I am hereby forwarding the data & method use to calculate the
Kolmogorov-Smirnov goodness of fit test made manually by me in R
launguage which deffers with the actual inbuilt formula as  shown below.
Further I have plot the graph in R. In that graph how to add trendline
(i.e. straight line passing through maximum points in plot) to a Plot.


R script is as follows please run this script to see the output in R.

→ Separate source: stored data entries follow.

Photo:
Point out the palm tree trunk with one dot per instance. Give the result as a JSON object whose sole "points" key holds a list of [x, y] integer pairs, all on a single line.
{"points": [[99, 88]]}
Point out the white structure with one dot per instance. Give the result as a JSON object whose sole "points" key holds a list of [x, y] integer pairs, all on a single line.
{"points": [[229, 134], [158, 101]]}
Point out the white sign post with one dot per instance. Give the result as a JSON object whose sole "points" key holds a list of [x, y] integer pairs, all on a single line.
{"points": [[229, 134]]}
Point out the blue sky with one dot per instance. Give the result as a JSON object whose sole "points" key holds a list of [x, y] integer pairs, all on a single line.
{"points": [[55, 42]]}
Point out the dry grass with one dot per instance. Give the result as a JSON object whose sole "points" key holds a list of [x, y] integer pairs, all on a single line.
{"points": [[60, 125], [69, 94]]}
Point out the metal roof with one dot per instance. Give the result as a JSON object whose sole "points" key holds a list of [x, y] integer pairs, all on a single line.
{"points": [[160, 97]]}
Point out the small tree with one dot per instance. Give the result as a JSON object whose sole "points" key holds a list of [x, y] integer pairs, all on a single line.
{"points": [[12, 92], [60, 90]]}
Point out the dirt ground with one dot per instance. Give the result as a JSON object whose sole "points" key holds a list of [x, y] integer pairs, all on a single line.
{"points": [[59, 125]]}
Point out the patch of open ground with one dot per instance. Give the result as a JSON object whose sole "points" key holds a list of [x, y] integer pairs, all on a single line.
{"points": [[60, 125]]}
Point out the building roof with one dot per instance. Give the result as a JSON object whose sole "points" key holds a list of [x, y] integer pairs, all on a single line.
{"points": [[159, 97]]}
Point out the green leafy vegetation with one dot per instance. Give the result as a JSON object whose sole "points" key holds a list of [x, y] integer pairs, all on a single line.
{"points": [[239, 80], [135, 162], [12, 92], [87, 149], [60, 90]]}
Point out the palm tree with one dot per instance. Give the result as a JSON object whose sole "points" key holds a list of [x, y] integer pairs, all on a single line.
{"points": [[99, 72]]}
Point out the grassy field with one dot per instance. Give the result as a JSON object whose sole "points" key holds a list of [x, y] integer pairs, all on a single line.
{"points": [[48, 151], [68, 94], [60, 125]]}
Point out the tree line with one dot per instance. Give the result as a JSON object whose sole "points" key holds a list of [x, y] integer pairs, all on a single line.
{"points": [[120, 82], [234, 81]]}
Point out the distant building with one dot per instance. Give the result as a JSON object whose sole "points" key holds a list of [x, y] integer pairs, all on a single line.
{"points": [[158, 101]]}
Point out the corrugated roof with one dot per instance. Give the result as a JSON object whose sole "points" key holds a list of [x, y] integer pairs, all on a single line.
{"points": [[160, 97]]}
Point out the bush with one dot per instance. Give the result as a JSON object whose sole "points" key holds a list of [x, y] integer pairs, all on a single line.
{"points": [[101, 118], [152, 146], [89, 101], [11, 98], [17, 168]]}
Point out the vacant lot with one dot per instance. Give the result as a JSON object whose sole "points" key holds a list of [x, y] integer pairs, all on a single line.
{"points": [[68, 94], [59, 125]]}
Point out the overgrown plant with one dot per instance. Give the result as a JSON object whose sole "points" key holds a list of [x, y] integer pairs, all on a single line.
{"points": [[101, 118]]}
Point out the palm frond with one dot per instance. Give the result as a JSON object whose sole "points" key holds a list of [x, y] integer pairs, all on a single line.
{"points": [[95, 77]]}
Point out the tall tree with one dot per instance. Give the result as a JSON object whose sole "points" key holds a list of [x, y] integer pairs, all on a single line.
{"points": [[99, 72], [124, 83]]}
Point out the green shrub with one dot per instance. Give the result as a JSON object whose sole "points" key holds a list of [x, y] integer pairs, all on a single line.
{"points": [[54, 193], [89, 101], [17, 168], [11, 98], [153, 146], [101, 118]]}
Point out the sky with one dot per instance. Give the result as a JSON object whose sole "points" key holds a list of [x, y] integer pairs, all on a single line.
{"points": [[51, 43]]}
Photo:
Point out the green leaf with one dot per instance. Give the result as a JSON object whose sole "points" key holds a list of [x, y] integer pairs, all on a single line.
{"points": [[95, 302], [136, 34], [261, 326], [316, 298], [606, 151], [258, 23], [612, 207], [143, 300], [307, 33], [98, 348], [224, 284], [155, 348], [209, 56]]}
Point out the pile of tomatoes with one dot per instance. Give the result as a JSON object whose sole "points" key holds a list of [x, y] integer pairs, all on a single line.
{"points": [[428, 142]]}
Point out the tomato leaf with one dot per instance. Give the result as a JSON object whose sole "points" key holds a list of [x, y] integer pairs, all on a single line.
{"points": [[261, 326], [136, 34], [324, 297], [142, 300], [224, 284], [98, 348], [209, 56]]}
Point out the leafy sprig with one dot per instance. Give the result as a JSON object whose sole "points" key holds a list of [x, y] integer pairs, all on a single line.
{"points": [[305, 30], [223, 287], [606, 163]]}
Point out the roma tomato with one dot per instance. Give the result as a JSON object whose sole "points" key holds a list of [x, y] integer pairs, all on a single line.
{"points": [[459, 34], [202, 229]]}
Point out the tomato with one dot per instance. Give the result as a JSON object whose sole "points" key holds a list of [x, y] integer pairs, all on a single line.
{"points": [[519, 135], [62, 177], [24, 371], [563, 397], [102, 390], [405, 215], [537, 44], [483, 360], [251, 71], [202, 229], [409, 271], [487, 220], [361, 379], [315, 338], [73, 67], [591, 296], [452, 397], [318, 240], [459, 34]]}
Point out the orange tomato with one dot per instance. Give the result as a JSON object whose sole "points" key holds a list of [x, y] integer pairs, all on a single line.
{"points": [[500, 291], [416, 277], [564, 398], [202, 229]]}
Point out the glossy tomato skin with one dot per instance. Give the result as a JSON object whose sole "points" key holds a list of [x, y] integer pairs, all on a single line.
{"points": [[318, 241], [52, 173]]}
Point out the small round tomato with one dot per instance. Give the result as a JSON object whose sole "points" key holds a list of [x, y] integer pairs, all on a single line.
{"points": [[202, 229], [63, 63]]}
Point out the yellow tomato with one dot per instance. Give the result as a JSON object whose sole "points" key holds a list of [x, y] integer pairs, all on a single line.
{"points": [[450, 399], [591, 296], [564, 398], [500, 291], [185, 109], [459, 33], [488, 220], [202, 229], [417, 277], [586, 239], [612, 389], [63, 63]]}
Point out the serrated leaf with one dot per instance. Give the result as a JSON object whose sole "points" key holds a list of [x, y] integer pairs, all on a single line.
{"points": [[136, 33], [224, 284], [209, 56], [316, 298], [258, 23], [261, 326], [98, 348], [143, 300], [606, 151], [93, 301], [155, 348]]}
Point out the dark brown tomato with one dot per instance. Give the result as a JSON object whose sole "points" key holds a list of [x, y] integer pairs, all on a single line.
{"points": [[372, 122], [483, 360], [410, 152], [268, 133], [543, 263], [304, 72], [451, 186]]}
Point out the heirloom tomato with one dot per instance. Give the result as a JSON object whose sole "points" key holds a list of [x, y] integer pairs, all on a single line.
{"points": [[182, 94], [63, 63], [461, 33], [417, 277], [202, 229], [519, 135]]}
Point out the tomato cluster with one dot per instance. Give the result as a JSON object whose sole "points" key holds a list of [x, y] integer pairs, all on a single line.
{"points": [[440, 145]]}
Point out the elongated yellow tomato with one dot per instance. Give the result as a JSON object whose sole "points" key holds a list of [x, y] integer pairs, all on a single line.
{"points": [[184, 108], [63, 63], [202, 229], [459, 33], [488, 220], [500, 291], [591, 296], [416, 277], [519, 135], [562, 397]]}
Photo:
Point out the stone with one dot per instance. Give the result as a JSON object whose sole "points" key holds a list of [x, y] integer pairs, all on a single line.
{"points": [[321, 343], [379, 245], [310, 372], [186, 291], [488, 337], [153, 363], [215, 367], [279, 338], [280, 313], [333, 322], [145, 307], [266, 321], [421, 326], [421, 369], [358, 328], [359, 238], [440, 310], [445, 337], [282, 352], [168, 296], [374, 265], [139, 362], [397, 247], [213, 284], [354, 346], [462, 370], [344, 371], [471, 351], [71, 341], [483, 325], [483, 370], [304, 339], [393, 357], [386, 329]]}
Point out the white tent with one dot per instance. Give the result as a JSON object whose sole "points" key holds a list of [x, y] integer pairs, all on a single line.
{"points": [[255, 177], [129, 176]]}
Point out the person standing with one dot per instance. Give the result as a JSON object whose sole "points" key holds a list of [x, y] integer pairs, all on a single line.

========================= start ========================= 

# The data is as follows

data <- c( 0.01,  0.02, 0.04, 0.13,  0.17 , 0.19 , 0.21 , 0.27 , 0.27 ,
0.28,  0.29,  0.37,
           0.41,  0.49,  0.51,  0.52,  0.54,  0.57,  0.62,  0.63,  0.68,
0.73,  0.74, 0.79,
           0.81,  0.81,  0.82,  0.86,  0.94,  0.96,  1.02,  1.10,  1.10,
1.20,  1.29,  1.36,
           1.40,  1.41,  1.44,  1.45,  1.62,  1.67,  1.69,  1.78,  1.82,
2.11,  2.13,  2.14,
           2.24,  2.29,  2.34, 2.40,  2.46,  2.70,  2.83,  2.98,  3.00,
3.30,  3.53,  3.70,
           3.86,  3.90,  3.91,  3.98,  5.01,  5.23,  6.05,  6.12, 10.41,
10.73)



# K-S goodness of fit test (actual calculated)
print('K-S goodness of fit test')

# Ho:sample come from postulated prob distribution  vs   H1: Not Ho
# Reject Ho if o > 0.162312045 o.w. don't reject Ho at 5% los.
# Reject Ho if o > 0.194583 o.w. don't reject Ho at 1% los.
# In this case, we don't Reject Ho at 5% &1% los.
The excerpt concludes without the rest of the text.